Comparative stability studies of LX NCs at different temperatures.

3.6. Dissolution and Solubility Studies

The dissolution study investigated the impact of the particle size on the dissolution profile of the fabricated NCs. It showed an increase in the rate of dissolution of the produced NCs relative to the pure powder of LX (Figure 5). In addition, it clearly revealed that within 5 min, approximately 80% of the LX nanosuspension had dissolved. A marked difference was observed between the rates of dissolution of the nanosuspension and pure LX particles. The higher dissolution rate of the LX nanosuspension was due to a difference in particle sizes.
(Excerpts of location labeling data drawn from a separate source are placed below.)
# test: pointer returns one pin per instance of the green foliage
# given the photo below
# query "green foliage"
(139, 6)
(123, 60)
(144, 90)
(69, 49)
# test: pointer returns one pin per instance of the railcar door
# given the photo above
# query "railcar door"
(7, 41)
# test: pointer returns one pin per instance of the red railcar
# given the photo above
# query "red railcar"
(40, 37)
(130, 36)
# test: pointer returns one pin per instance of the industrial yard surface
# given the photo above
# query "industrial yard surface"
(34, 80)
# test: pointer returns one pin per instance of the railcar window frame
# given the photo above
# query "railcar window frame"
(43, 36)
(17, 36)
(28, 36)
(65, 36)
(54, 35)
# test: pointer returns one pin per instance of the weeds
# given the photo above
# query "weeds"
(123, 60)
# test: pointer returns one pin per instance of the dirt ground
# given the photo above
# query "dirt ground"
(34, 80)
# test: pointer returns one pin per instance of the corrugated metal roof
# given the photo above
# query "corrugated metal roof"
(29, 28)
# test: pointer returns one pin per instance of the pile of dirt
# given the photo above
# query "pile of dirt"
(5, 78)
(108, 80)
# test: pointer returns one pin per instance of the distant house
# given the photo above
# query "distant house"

The rate of dissolution of the LX microsuspension was approximately 80% in 30 min, but a 100% rate of dissolution for the nanosuspension was attained within 10 min. Moreover, dissolution and solubility must be enhanced to attain a higher bioavailability [22,23]. The produced nanocrystals of LX maintained their size and surface properties, and as a result, they had higher rates of dissolution. NCs have a greater rate of dissolution and bioavailability owing to their small particle size and large surface area. According to the Noyes–Whitney equation, the dissolution rate is directly proportional to the surface area and inversely proportional to the thickness of the diffusion layer of particles [9]:Dc/dt = ∆A/h where A indicates the surface area and h indicates the thickness of the diffusion layer of the particles. In the LX NCs, the surface area was increased but the thickness of the diffusion layer was decreased, and this led to an enhanced rate of diffusion [22].

Figure 5

Comparative dissolution studies of pure LX, microsuspension of LX, and nanoemulsion of LX.

4. Conclusions

This study demonstrated that the bottom-up process based on antisolvent precipitation is a cost-effective and efficient method of producing stable NCs. It provides a high level of micromixing with a transfer of the high mass, which leads to speedy formation of nanoparticles. Moreover, the solubility and dissolution studies revealed that the LX NCs displayed a marked increase in their rate of dissolution, which was due to a reduced particle size. Additionally, the appropriate selection of HPMC with PVP and SLS and the low concentration of the drug led to the maximum reduction in size of the particles.